Most people want to end working from home and return to the office
According to KPMG's 2024 United States CEO Outlook survey, 79% of United States business leaders expect to end working from home within three years. Surveys show that the proportion has more than doubled in just a few months. Only 17% of CEOs still support a hybrid work model, while only 4% stick to the work-from-home trend.
Amazon is an example of a trend that supports back-to-office work. The company requires employees to work in the office five days a week. New research shows that 86% of CEOs want to create incentives to encourage a return to the office. For example, salary increases, promotions, and work priorities will motivate employees to come to the office regularly.
Is it more productive to work from home?
Dr. Frederik Hümmeke examines the question of whether working from home can actually be more productive and happier. Employees who work from home are generally more productive, creative and innovative, he said. Research shows that working from home goes into a fluid state more frequently and for longer periods of time, which increases productivity and satisfaction.

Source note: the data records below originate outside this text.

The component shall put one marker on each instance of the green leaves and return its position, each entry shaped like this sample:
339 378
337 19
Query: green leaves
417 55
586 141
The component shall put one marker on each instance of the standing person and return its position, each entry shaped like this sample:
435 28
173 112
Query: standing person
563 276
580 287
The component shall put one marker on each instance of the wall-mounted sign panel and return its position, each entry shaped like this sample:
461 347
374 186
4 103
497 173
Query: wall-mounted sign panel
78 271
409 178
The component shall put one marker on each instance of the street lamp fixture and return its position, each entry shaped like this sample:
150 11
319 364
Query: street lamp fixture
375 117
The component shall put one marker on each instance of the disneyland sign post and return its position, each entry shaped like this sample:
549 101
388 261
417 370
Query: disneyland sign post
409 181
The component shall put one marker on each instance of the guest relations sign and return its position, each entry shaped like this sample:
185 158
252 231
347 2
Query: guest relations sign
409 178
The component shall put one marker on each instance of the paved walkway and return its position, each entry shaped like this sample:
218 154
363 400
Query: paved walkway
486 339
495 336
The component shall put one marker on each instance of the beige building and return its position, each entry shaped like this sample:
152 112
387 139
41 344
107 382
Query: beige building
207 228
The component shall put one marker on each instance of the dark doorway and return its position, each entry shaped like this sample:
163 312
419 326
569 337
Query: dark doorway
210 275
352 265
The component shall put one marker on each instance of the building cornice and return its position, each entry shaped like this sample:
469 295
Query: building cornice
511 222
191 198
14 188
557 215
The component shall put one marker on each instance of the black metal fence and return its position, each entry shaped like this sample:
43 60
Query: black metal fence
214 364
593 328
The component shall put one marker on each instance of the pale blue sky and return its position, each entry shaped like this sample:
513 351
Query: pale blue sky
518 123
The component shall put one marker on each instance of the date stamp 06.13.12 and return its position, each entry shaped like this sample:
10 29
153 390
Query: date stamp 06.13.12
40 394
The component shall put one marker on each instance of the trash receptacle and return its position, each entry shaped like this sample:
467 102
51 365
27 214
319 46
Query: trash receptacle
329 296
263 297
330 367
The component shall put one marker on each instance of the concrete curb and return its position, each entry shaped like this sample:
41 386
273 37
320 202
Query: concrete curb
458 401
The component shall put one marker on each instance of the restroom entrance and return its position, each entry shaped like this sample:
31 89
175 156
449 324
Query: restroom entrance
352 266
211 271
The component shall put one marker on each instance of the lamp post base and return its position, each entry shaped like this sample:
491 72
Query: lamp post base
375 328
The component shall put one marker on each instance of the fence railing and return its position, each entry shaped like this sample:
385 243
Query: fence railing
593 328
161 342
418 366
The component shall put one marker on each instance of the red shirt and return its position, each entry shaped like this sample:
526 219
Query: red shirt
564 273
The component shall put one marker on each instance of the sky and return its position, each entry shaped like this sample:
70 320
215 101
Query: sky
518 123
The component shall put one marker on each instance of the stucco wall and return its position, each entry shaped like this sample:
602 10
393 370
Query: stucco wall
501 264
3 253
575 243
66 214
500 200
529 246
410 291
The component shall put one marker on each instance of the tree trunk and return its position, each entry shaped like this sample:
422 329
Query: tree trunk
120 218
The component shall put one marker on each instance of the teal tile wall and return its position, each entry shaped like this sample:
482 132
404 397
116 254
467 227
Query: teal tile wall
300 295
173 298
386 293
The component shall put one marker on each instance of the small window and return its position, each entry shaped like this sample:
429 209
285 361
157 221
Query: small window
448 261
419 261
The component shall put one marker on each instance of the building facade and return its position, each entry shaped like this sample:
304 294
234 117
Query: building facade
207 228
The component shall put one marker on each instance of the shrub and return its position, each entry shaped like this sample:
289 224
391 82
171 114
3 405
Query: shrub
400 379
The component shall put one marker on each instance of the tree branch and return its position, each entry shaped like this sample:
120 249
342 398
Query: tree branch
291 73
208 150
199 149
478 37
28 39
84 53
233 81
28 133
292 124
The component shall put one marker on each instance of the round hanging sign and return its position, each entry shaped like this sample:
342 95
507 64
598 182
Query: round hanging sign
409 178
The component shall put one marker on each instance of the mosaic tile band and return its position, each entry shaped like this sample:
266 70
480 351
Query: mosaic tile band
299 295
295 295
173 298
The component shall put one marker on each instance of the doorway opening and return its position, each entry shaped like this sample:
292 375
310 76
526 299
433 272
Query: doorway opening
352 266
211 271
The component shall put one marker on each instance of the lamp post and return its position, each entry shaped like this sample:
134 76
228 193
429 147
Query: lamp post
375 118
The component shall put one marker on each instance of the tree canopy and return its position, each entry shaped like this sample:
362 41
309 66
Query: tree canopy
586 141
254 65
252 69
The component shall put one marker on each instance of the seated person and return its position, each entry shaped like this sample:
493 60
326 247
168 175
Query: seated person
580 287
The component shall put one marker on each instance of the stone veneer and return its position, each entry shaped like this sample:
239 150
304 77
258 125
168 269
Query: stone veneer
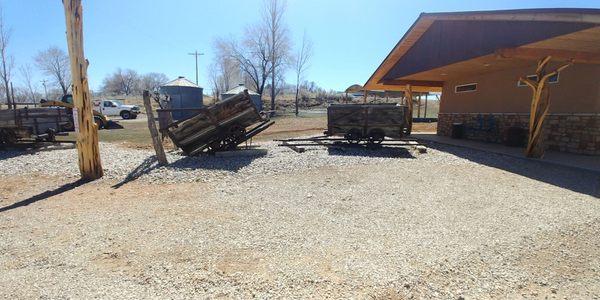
574 133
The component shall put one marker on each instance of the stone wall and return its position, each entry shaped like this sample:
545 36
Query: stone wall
574 133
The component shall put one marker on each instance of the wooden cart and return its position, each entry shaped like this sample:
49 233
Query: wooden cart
370 123
32 124
219 127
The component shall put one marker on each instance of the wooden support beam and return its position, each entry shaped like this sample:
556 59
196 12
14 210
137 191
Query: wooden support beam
87 131
540 104
409 105
156 141
557 55
414 83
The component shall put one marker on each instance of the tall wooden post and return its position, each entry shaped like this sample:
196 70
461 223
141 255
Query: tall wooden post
540 104
156 142
409 105
419 106
87 131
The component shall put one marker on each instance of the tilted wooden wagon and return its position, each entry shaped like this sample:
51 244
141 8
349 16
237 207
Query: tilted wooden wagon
366 122
32 124
219 127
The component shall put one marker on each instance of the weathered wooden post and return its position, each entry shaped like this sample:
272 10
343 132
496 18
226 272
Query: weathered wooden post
540 104
87 131
156 141
409 105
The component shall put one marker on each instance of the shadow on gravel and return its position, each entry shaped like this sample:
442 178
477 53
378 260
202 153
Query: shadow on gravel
383 151
224 161
580 181
27 149
145 167
47 194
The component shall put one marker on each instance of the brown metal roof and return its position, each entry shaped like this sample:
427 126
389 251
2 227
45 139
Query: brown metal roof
533 28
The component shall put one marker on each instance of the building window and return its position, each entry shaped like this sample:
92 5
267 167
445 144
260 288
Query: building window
553 79
471 87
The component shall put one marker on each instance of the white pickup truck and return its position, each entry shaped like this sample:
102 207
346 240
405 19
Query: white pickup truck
116 108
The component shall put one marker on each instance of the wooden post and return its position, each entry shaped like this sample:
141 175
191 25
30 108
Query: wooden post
419 106
87 134
540 104
425 113
156 142
409 105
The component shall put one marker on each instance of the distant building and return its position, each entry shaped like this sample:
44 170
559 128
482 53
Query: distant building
254 96
183 94
475 59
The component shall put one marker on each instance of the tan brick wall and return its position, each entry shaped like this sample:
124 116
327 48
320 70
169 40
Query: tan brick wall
574 133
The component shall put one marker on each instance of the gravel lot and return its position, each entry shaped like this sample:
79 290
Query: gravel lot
450 223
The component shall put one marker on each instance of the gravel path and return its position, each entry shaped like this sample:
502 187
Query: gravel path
447 224
120 162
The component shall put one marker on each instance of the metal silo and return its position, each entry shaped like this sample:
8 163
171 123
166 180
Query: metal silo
183 94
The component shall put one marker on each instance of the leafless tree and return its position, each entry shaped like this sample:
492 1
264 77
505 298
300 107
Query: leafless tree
7 59
301 64
152 81
121 82
29 87
252 56
54 62
278 41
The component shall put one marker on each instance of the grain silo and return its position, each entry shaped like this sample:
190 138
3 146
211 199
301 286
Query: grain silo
254 96
183 94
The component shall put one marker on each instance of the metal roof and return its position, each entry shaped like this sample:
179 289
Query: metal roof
238 89
181 81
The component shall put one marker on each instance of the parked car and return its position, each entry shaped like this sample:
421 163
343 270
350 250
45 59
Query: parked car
117 108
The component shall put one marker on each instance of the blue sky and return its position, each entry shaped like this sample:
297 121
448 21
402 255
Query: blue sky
350 37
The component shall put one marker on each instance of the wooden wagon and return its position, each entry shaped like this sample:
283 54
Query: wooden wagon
366 122
36 124
219 127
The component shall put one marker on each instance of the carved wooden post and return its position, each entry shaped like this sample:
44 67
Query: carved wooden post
87 134
409 105
156 142
540 104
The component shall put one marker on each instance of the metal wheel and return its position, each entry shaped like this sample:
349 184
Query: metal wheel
376 136
353 136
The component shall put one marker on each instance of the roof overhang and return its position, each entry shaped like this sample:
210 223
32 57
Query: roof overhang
577 37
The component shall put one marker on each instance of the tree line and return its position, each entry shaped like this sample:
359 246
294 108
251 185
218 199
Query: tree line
262 57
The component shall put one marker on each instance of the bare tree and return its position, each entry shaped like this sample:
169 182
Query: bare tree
278 42
121 82
54 62
29 88
152 81
253 57
7 60
301 64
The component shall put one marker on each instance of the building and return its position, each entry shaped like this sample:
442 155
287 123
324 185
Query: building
475 59
254 96
185 97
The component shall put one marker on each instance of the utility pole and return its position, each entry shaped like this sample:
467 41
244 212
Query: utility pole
45 89
196 54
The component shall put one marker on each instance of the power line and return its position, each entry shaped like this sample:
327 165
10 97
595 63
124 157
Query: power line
196 54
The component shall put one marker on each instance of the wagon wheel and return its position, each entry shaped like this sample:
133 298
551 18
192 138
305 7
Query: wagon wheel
376 136
353 136
7 137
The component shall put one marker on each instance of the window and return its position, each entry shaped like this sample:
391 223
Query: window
553 79
471 87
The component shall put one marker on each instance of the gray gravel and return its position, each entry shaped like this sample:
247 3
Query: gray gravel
449 224
122 163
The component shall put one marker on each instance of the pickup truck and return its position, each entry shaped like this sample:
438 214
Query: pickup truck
116 108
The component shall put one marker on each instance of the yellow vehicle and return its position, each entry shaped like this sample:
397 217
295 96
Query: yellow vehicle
67 102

However, working from home won't create the same advantages for everyone. People with low self-organization skills or high sensitivity to stress need closer guidance and social adjustment. Therefore, a flexible office concept that combines working in the office and working from home, complemented by regular video meetings, makes more sense for them. Traditional companies that don't have the necessary remote leadership skills face even greater challenges.
Bank of United States fired employees who worked fraudulently from home
Some time ago, Wells Fargo laid off more than a dozen employees for falsifying their working hours while working from home. The affected asset management staff faked mouse and keyboard behavior, appearing to be efficient. A spokesperson for the bank said Wells Fargo will not tolerate unethical behavior and requires employees to adhere to the highest standards.
The practice of employers examining the manipulation of computer activities is not new. Gadgets that emulate mouse and keyboard movement have become increasingly popular since the pandemic. However, this puts more pressure on employees whose work is accurately recorded, and these employees who go to the toilet or interact with colleagues can also have a negative impact.